Begadang atau stres di tempat kerja seringkali membuat sebagian orang mengorbankan kualitas tidurnya. Kualitas tidur yang berkurang secara otomatis menurunkan kecerdasan, perilaku, dan kualitas kepribadian. Tanpa bermaksud menakut-nakuti Anda, ini bisa terjadi pada siapa saja, pada usia berapa pun, dan tanpa memandang jenis kelamin.
Insomnia, sejenis masalah tidur, telah dikaitkan dengan demensia. Namun, sebelum mecaritahu lebih dalam hubungan antara kedua gangguan ini, mari kita telusuri dulu sulit tidur, kemudian demensia, dan terakhir hubungan antara keduanya. Salah satu dari berbagai jenis gangguan tidur adalah insomnia (kesulitan tidur). Insomnia adalah gejala gangguan tidur, bukan penyakit itu sendiri. Akibat dari penyakit tertentu, baik fisik maupun psikis. Penderita sulit tidur, sering terbangun di malam hari, dan tubuhnya sering lelah/lelah. Orang sering salah paham dengan istilah ini, misalkan orang yang begadang atau tidur larut malam disebut insomnia. Jet lag, bekerja larut malam, meminum minuman beralkohol, efek samping obat-obatan tertentu, stres, kerusakan otak (misalnya stroke), penyakit saraf, dan masalah psikologis seperti gangguan bipolar atau gangguan obsesif kompulsif adalah semua kemungkinan penyebabnya.
Insomnia diklasifikasikan sebagai hal utama atau sekunder. Penyebab utamanya adalah kurang tidur. Tidak adanya tidur yang menjadi perhatian adalah salah satu kualitas daripada kuantitas. Manusia biasanya tidur hingga delapan jam setiap hari, dan semakin tua dia, semakin sedikit jam tidur yang dia dapatkan. Bahkan jika seseorang hanya tidur lima atau empat jam per hari, jika tidurnya berkualitas tinggi, ia tidak dianggap insomnia. Ini juga tidak terkait dengan pola tidur. Jadi, jika pola tidur seseorang bervariasi, seperti tidur setelah subuh dan bangun pagi/siang, tidak selalu insomnia, asalkan tidak ada gangguan tidur. “Kalau orang ‘melatih’ diri untuk tidur jam 4 pagi setiap hari, belum bisa disebut insomnia kalau selalu tidur dengan benar,” kata dr. Jimmy EB Hartono, Sp.S, ahli saraf di RS Kariadi Semarang.
Tidur normal atau berkualitas, yaitu Rapid Eye Movement (REM) normal. REM didefinisikan sebagai gerakan mata dari tidur ke tidur. Dimulai dengan berbaring dengan mata tertutup (masih sadar/tidak tidur) selama kurang lebih 60 – 90 menit, kemudian masuk ke REM sleep selama 10 – 15 menit dan tidur nyenyak. Lalu ada sekunder, yang terjadi sebagai akibat dari gangguan lain. Obstructive Sleep Apnea (OSA), atau sering berhenti bernapas saat tidur, sleep paralysis atau squeezing, narkolepsi (mengantuk berlebihan), atau cataplexy adalah contohnya (kelemahan mendadak pada otot motorik).

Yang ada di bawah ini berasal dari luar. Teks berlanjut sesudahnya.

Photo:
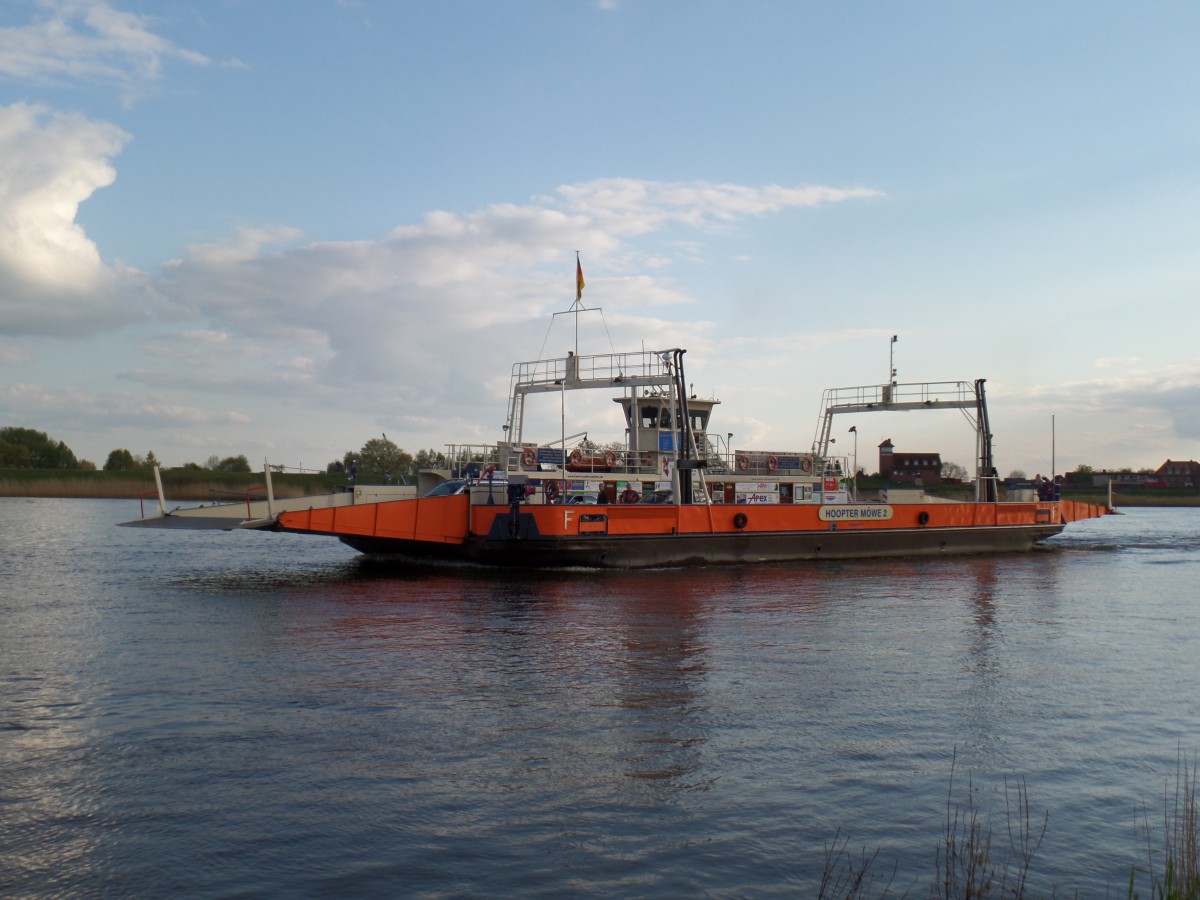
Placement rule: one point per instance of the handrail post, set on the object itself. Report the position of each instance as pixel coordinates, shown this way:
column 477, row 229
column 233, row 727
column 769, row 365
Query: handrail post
column 162, row 497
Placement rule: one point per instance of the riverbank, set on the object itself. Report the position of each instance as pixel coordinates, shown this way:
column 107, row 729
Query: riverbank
column 178, row 485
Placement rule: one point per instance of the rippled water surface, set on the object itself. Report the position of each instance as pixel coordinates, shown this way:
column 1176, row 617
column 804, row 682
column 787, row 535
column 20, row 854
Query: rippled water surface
column 210, row 714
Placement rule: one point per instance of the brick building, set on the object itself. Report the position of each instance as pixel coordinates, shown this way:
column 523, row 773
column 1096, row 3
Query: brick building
column 1179, row 474
column 923, row 468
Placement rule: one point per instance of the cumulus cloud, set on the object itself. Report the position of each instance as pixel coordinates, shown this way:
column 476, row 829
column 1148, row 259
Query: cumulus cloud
column 52, row 277
column 391, row 310
column 88, row 41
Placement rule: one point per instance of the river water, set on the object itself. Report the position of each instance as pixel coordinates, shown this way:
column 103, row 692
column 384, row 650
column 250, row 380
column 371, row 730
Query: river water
column 208, row 714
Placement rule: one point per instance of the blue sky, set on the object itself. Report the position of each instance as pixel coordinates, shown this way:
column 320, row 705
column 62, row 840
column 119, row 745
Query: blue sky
column 283, row 228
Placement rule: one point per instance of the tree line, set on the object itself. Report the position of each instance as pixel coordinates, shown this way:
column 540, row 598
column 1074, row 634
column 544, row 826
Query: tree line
column 30, row 449
column 378, row 460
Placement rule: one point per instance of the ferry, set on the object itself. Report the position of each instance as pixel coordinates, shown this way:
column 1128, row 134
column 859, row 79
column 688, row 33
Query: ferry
column 675, row 492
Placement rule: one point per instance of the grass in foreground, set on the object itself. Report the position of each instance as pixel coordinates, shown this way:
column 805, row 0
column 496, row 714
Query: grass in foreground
column 969, row 867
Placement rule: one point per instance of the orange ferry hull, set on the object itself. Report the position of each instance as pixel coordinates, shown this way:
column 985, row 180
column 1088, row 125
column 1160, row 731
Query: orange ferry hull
column 618, row 537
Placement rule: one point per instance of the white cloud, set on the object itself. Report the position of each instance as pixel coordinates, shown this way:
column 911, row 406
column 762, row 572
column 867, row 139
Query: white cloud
column 12, row 354
column 52, row 279
column 88, row 41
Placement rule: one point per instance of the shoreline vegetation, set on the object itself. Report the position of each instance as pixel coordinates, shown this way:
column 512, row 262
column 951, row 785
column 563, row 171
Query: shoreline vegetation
column 973, row 859
column 204, row 486
column 179, row 485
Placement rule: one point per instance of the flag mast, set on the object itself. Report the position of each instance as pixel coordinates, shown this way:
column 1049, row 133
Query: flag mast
column 579, row 299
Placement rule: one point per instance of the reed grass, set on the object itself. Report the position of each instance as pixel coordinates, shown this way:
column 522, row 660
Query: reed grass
column 970, row 867
column 1176, row 875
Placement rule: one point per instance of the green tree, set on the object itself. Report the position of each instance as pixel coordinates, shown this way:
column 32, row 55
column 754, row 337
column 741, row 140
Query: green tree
column 1081, row 475
column 381, row 460
column 234, row 463
column 43, row 451
column 953, row 472
column 120, row 461
column 13, row 456
column 430, row 460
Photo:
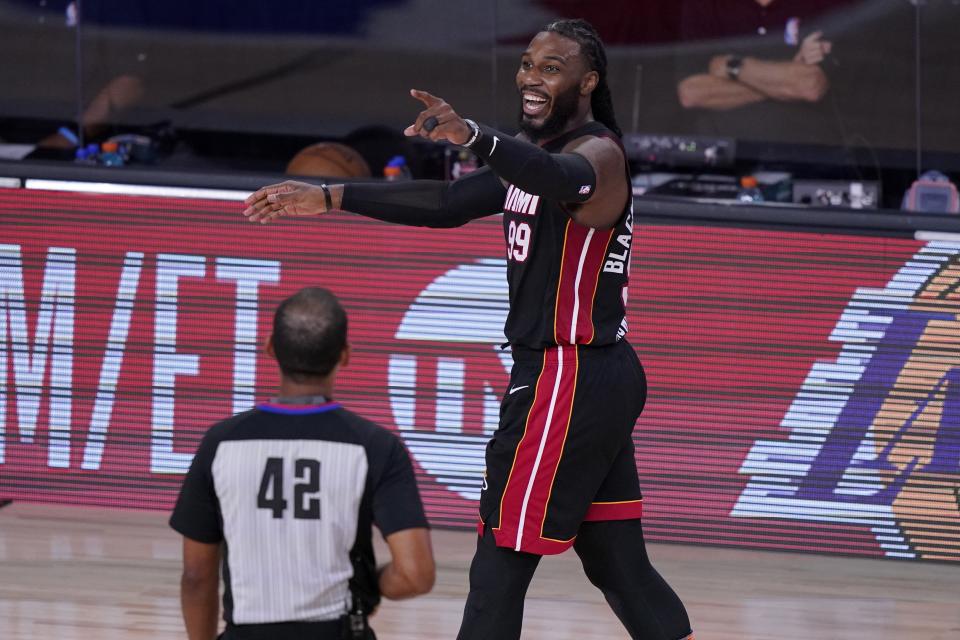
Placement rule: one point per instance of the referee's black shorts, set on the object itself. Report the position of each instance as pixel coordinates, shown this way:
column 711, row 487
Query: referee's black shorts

Insomnia Insomnia sekunder, tanpa memandang usia, dapat menyebabkan perkembangan demensia. Demensia, kadang-kadang dikenal sebagai pikun, adalah degenerasi progresif dari intelek/kecerdasan, perilaku, dan kepribadian seseorang yang disebabkan oleh kelainan pada otak. Dibandingkan dengan Alzheimer, yang memiliki perjalanan penyakit yang berlarut-larut (kronis), demensia berkembang sangat cepat. Tingkat penurunan kesehatan pasien ditentukan oleh alasan yang mendasarinya.
Stroke, Alzheimer, Parkinson, Huntington, AIDS, dan penyakit lainnya adalah contohnya. “Karena tidur adalah proses fisiologis untuk perbaikan sel, kualitas tidur yang buruk, jika berkepanjangan, dapat menyebabkan indikator penuaan dini.” “Seperti telepon yang perlu diisi dayanya,” jelas Dr Jimmy. Kurang tidur berdampak pada produksi plak amiloid di otak. Plak amiloid adalah deposit yang berhubungan dengan percepatan penuaan. Ketika ini terjadi, itu dapat menyebabkan kepikunan atau demensia. Singkatnya, sulit tidur melemahkan sistem kekebalan tubuh. Karena kondisi tubuh yang memburuk, seseorang mengalami penuaan dini, salah satunya adalah penuaan memori. Meskipun demensia umumnya dikaitkan dengan orang tua, itu tidak selalu berarti bahwa orang yang lebih tua menderita demensia senilis.